As soon as I placed my chair down, I scanned the field for Mimi. Perhaps it would have been a good idea to have asked Darcy what she looked like. All I knew was that she was a mother, which narrowed it down to about half the adults on the field. Well, half minus one if you counted the barely legal stepmother, Gia, who walked over to me and asked, “Is there room for me?”
It’s a huge field and you’re the size of an action figure so I’d have to say yes.
“Sure!” I said instead. “Grab a seat.”
I wondered why she was cozying up to me. I’ve always found that women like her have a lot more male friends than they do female, simply because in order to be a cock tease one needs to be in reasonable proximity to them.
“So, is Mimi around?” I asked Gia.
“Oh, is she back?” she perked. “I need to call her.” Gia looked as though she just got back from Barbados with her long hair in cornrows hanging over her tan face. “We just got back from a little weekend getaway,” she said. “The whole family. Fun, but sad too.”
Boo hoo.
“Aren’t you cold?” I asked Gia.
“I’m always hot,” she said. “Guess I’m lucky that way.”
Among others.
“So which one’s yours?” I asked with my eyes locked on the field.
“Sapphire,” Gia answered.
I resented that the trophy bride thought I should just
know
who her little gem stepdaughter was. “And which one, pray tell, is Sapphire?”
Don’t be snotty. Breathe deeply and be nice to the woman-child.
She giggled. “Oh right, you don’t know the girls. Sapphy’s the one with the sapphire earrings.” Then she pointed at her.
Sapphy?
Sapphy was also the only one wearing a bright red jersey. She was the only one with tie-dyed socks. She was the only one with yellow shorts, and yet Tropherella thought I’d first and foremost pick up on the earrings. Brilliant.
“She already made the team,” she told me casually. “How ’bout your daughter? Did she get the call yet?”
“No,” I replied, trying to mask the utter dismay I felt.
“No worries. The only girls Gunther’s called were from last year’s squad.”
Why did you mention it then? Shut up. Shut up and don’t say another word to me, you Bo Derek wannabe.
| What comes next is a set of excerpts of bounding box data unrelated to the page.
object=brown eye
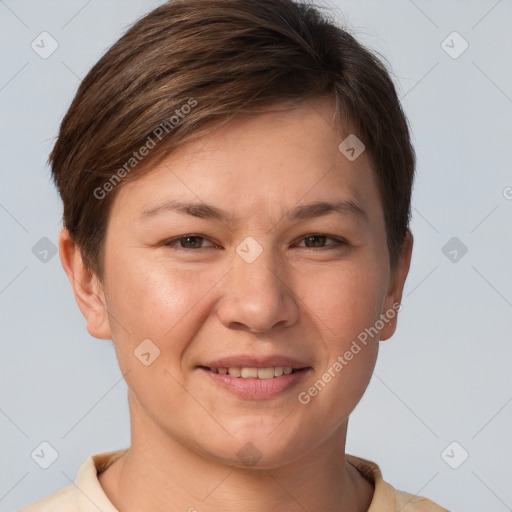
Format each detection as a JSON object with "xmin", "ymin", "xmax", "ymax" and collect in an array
[
  {"xmin": 302, "ymin": 234, "xmax": 346, "ymax": 249},
  {"xmin": 163, "ymin": 235, "xmax": 213, "ymax": 250}
]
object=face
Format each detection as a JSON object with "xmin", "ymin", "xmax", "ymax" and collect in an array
[{"xmin": 89, "ymin": 95, "xmax": 407, "ymax": 467}]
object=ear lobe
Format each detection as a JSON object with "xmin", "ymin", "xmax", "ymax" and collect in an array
[
  {"xmin": 380, "ymin": 230, "xmax": 414, "ymax": 341},
  {"xmin": 59, "ymin": 228, "xmax": 112, "ymax": 339}
]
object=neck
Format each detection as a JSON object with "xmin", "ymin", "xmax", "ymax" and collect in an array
[{"xmin": 98, "ymin": 392, "xmax": 373, "ymax": 512}]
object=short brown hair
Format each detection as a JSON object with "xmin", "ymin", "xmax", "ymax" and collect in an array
[{"xmin": 49, "ymin": 0, "xmax": 415, "ymax": 278}]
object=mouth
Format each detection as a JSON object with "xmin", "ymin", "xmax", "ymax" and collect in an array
[
  {"xmin": 199, "ymin": 366, "xmax": 304, "ymax": 380},
  {"xmin": 198, "ymin": 366, "xmax": 312, "ymax": 400}
]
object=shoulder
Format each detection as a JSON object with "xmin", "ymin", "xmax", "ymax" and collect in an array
[
  {"xmin": 18, "ymin": 449, "xmax": 128, "ymax": 512},
  {"xmin": 18, "ymin": 485, "xmax": 79, "ymax": 512},
  {"xmin": 395, "ymin": 490, "xmax": 449, "ymax": 512},
  {"xmin": 345, "ymin": 454, "xmax": 450, "ymax": 512}
]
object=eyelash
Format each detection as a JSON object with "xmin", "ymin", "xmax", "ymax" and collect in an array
[{"xmin": 162, "ymin": 233, "xmax": 349, "ymax": 251}]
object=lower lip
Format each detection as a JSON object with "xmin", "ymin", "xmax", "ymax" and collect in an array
[{"xmin": 199, "ymin": 368, "xmax": 310, "ymax": 400}]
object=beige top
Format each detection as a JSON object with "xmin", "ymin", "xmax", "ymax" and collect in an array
[{"xmin": 19, "ymin": 448, "xmax": 449, "ymax": 512}]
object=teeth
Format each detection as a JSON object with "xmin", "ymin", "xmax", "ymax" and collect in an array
[{"xmin": 210, "ymin": 366, "xmax": 293, "ymax": 379}]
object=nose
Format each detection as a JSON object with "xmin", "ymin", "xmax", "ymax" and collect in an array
[{"xmin": 217, "ymin": 243, "xmax": 299, "ymax": 333}]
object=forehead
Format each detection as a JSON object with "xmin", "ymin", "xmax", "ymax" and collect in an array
[{"xmin": 113, "ymin": 98, "xmax": 380, "ymax": 225}]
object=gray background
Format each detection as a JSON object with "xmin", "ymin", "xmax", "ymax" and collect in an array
[{"xmin": 0, "ymin": 0, "xmax": 512, "ymax": 512}]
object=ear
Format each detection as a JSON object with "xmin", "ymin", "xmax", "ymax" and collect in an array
[
  {"xmin": 380, "ymin": 230, "xmax": 414, "ymax": 341},
  {"xmin": 59, "ymin": 228, "xmax": 112, "ymax": 339}
]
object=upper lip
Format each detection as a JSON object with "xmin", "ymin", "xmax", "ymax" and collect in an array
[{"xmin": 199, "ymin": 355, "xmax": 308, "ymax": 370}]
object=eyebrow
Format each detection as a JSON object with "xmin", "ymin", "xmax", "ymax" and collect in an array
[{"xmin": 139, "ymin": 199, "xmax": 368, "ymax": 223}]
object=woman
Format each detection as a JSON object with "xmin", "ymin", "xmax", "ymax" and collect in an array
[{"xmin": 24, "ymin": 0, "xmax": 446, "ymax": 512}]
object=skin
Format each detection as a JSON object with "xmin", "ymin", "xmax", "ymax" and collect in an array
[{"xmin": 59, "ymin": 98, "xmax": 413, "ymax": 512}]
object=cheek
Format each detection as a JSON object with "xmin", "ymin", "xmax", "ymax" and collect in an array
[{"xmin": 107, "ymin": 260, "xmax": 220, "ymax": 367}]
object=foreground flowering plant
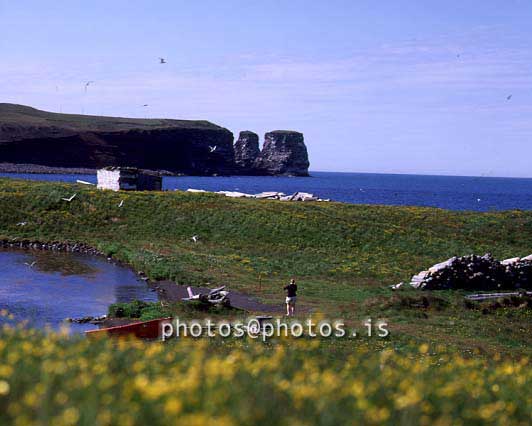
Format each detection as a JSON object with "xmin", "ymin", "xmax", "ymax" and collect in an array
[{"xmin": 0, "ymin": 326, "xmax": 532, "ymax": 425}]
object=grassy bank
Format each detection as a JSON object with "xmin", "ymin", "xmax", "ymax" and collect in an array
[
  {"xmin": 0, "ymin": 329, "xmax": 532, "ymax": 426},
  {"xmin": 0, "ymin": 179, "xmax": 532, "ymax": 354}
]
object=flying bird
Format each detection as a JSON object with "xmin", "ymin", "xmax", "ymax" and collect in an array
[
  {"xmin": 61, "ymin": 194, "xmax": 78, "ymax": 203},
  {"xmin": 85, "ymin": 81, "xmax": 94, "ymax": 93}
]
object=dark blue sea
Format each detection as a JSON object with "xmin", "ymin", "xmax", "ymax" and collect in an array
[{"xmin": 0, "ymin": 172, "xmax": 532, "ymax": 211}]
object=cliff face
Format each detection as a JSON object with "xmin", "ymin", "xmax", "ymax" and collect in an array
[
  {"xmin": 0, "ymin": 104, "xmax": 309, "ymax": 176},
  {"xmin": 0, "ymin": 104, "xmax": 235, "ymax": 175},
  {"xmin": 255, "ymin": 130, "xmax": 310, "ymax": 176},
  {"xmin": 235, "ymin": 130, "xmax": 260, "ymax": 171}
]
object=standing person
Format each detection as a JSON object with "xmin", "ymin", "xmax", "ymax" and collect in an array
[{"xmin": 283, "ymin": 278, "xmax": 297, "ymax": 317}]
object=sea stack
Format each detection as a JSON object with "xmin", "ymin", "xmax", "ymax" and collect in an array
[
  {"xmin": 255, "ymin": 130, "xmax": 310, "ymax": 176},
  {"xmin": 234, "ymin": 130, "xmax": 260, "ymax": 172}
]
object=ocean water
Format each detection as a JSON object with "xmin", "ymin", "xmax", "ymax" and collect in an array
[{"xmin": 0, "ymin": 172, "xmax": 532, "ymax": 211}]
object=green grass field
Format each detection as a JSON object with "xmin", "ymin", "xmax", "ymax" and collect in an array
[
  {"xmin": 0, "ymin": 179, "xmax": 532, "ymax": 355},
  {"xmin": 0, "ymin": 179, "xmax": 532, "ymax": 426}
]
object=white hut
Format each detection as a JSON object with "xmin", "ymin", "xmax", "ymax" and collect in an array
[{"xmin": 98, "ymin": 167, "xmax": 163, "ymax": 191}]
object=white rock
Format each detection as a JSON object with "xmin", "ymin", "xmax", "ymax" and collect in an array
[
  {"xmin": 501, "ymin": 257, "xmax": 521, "ymax": 266},
  {"xmin": 429, "ymin": 257, "xmax": 456, "ymax": 274}
]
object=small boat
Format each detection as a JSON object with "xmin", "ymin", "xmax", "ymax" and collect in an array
[{"xmin": 85, "ymin": 317, "xmax": 172, "ymax": 339}]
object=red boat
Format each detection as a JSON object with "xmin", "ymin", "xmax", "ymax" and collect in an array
[{"xmin": 85, "ymin": 317, "xmax": 172, "ymax": 339}]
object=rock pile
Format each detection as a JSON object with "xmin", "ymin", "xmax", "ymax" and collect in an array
[
  {"xmin": 185, "ymin": 188, "xmax": 331, "ymax": 201},
  {"xmin": 0, "ymin": 238, "xmax": 103, "ymax": 256},
  {"xmin": 408, "ymin": 253, "xmax": 532, "ymax": 290}
]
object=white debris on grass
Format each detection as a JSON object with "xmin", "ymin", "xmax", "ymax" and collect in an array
[{"xmin": 181, "ymin": 188, "xmax": 331, "ymax": 202}]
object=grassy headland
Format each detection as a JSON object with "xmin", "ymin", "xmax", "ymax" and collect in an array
[{"xmin": 0, "ymin": 179, "xmax": 532, "ymax": 354}]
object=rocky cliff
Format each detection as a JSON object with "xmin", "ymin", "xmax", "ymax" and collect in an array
[
  {"xmin": 0, "ymin": 104, "xmax": 235, "ymax": 175},
  {"xmin": 235, "ymin": 130, "xmax": 309, "ymax": 176},
  {"xmin": 0, "ymin": 103, "xmax": 308, "ymax": 176},
  {"xmin": 235, "ymin": 130, "xmax": 260, "ymax": 170}
]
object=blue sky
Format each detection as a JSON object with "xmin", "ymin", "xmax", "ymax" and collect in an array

Not picking up on my telepathic messages, Gia continued. “I heard that some of the girls from last year didn’t get the call and you know what? They’re not going to. They’re getting dropped to the blue team.”
Really? How many are getting dropped? Is it true that two girls didn’t come back to tryouts this year? How many spots are left? How many girls are in the running? Do you have any real information in that thimble-sized head of yours?
I looked back at the field where Rachel and her group were now playing a game on a small field. “Did Sapphire enjoy playing on the team last year?”
“Totally,” she said, extending the word for emphasis. “I’m so stoked that Gunther’s the coach this year. He’s the best.”
“Really, who did they have last year?”
“Oh my God, this totally great guy from Morocco. Toumi. He was the best too.”
“Sounds like it’s been good for you guys. I’ve heard some horror stories about club soccer.”
“Oh yeah, they’re all true,” Gia laughed. “It’s good and bad, though. I’d say fifty-fifty, mostly good.” Noticing me watching the field, Gia gave a sympathetic nod. “Stressful?”